Comune soddisfatto «I dati forniti da Umbria mobilità sull’utilizzo dei mezzi pubblici nel fine settimana – commenta l’assessore alla Mobilità Cristiana Casaioli – sono estremamente positivi. Ci fa particolarmente piacere che i cittadini abbiano visto l’iniziativa del Comune non come una limitazione, ma come occasione da cogliere per vivere la città in maniera diversa dal solito. Tra l’altro – continua l’assessore – nel prossimo fine settimana ci sarà anche la gara al Curi del Perugia, ulteriore occasione per utilizzare gratuitamente sia il minimetrò che gli altri mezzi pubblici per muoversi in città e magari raggiungere proprio lo stadio, con un vantaggio per il traffico e per la qualità dell’aria».
Barelli: «Grazie a chi non ha usato l’auto» E proprio sulla qualità dell’aria si sofferma l’assessore all’Ambiente Urbano Barelli: «Intanto un grazie a quanti non hanno usato l’auto.
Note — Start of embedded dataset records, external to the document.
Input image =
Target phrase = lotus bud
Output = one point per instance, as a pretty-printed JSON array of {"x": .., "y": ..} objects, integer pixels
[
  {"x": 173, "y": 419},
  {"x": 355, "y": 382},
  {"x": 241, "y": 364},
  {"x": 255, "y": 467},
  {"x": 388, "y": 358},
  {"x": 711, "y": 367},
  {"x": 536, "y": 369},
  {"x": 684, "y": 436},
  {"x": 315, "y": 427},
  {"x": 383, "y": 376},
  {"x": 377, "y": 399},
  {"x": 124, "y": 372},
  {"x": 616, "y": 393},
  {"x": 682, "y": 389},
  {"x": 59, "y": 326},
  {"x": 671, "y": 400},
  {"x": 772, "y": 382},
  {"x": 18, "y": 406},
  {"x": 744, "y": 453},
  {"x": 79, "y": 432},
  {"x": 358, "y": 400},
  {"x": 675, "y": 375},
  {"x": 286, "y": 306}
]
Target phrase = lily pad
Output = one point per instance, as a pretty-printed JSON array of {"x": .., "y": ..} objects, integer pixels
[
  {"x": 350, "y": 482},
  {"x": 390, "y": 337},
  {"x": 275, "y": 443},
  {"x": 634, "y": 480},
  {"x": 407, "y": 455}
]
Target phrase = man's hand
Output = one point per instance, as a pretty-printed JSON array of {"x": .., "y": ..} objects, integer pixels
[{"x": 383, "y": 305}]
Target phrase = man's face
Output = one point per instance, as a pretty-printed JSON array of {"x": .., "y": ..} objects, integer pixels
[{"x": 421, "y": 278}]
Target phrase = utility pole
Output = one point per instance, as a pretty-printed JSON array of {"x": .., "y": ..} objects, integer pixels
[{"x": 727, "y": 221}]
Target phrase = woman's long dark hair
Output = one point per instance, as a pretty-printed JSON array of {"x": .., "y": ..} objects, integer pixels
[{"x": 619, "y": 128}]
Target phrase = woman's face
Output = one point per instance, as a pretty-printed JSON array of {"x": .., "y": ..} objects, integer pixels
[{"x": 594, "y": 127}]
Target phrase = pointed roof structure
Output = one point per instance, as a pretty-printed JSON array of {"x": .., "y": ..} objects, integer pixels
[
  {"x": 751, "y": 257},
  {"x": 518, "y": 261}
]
Perugia ha un tasso di motorizzazione tra i più elevati d’Italia e questo non giova né al traffico né alla nostra salute. Troppo spesso i danni derivanti dall’inquinamento atmosferico sono sottovalutati. Vi è una scarsa sensibilità e prudenza da parte dei cittadini quando si parla di qualità dell’aria. Grazie, quindi – conclude Barelli – a quanti non hanno usato l’auto e hanno utilizzato il trasporto pubblico gratuito, perché così facendo hanno salvaguardato la loro e la nostra salute, ma hanno anche reso migliore la nostra città».